Tennis Elbow Procedure
One of the most painful and known conditions is tennis elbow. Anyone can have tennis elbow and their pain presents with weakness and less movement in the muscles of the forearm.
Type of anesthesia during tennis elbow surgery
The procedure may be done under general anesthesia (while you sleep) or with a regional anesthetic (where an area is numbed but you are awake). The anesthesiologist will talk to you and explain all of this.
While you sleep, a tourniquet may be placed on your upper arm. This will limit the amount of blood loss and is important.
Your surgeon will clean your skin with an antiseptic and place sterile cloths (towels) around the area to be operated on. A cut is then made over the problem area where the tendons come from. This is usually a curved cut of no more than 5 - 7 cm.
The point from which the tendons come is removed from the bone (which is then cleaned of any lumps or scar tissue). When finished, the skin is closed with stitches. Some surgeons will use stitches under the skin that will dissolve, others will use stitches above the skin that may or may not dissolve (this should be removed in 10 to 14 days).
Recovery after operation
After surgery performed under general or regional anesthesia, you will have a bandage around your arm. This can be removed in 2 days, but the white sticky cast must be kept on and the wound must be kept clean and dry.
You will most likely need analgesics for the first few days after surgery as the elbow will be sore.
You can start using your arm gently and gradually increase it, however, you should avoid intensive use for 6 weeks. Full recovery may take up to 3 months, plus time for full return to sports.
Risks of Tennis Elbow Surgery
As with all procedures, this carries some risks and complications.

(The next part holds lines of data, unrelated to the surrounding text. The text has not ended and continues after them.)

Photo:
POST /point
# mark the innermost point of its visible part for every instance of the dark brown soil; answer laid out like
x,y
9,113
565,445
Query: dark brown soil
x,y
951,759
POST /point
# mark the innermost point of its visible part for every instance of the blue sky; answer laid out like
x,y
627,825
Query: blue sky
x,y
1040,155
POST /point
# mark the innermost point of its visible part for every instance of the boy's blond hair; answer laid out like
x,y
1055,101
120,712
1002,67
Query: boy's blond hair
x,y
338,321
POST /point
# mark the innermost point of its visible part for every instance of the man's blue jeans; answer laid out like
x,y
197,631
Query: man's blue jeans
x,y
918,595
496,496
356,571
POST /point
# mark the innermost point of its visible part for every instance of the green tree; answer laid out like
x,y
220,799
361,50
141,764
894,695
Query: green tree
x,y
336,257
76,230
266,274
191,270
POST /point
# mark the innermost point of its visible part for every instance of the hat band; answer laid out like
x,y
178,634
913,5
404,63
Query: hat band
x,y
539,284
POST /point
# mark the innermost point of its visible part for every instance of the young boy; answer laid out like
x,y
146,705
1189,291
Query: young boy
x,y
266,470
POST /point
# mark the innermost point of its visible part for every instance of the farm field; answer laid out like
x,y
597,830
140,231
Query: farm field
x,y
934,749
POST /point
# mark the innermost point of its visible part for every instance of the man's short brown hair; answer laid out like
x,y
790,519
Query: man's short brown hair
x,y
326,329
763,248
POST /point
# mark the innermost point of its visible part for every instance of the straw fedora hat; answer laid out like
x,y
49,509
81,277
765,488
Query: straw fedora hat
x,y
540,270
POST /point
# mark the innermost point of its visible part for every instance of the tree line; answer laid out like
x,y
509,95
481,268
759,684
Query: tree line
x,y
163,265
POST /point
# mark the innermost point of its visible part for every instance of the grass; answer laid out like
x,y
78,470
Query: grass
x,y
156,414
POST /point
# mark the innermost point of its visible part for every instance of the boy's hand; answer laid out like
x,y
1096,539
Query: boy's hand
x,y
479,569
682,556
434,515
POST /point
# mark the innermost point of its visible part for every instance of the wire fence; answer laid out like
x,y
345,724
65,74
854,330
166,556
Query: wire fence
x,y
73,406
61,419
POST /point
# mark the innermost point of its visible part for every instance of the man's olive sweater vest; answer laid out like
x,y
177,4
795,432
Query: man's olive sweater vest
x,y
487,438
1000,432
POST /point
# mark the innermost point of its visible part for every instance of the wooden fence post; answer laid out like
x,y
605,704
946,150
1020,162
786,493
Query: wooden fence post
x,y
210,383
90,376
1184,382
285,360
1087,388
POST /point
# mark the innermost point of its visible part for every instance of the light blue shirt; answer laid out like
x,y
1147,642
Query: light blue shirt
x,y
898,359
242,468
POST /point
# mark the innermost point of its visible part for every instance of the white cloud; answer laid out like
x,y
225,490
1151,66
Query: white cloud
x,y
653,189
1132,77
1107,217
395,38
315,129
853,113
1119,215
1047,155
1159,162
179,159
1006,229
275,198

- Pain: The procedure involves moving soft tissue and hurts afterwards. It is important to discuss this with the staff and ask for pain medication if necessary.
- Infection: This may present as redness, discharge, or temperature around the flap or donor site.
- Hypertrophic Keloid Scar: Scars that grow excessively (within the margin of the wound and beyond, respectively).
- Fat necrosis: this is also a cause of delayed wound healing.
- Damage to nerves: There are very few important nerves in this area. Rarely, you may experience numbness around the scar site.
- Posterolateral instability of the elbow: This results from injury to the ligaments (elbow stabilizers). It means that the elbow feels less stable.
- Delayed wound healing: This may occur if the wound is stressed, infected, or has poor blood supply.
- Delayed return to activity: Your recovery may be variable and you may need to stay away from sports/gardening or other strenuous activities for an extended period of time.
- Decreased function: You may never have as much strength, movement, or function as you once had.
There are several non-surgical treatments available. These include reducing inflammation (swelling) by simply supporting the elbow. Using an ice pack and pain relievers (such as ibuprofen) is also helpful at this time.
Your doctor or surgeon may also recommend a physical therapy course: they will teach you exercises to try to strengthen or stretch your forearm muscles or use ultrasound equipment to limit inflammation (swelling). They may also show you how to avoid irritating or straining the tendons.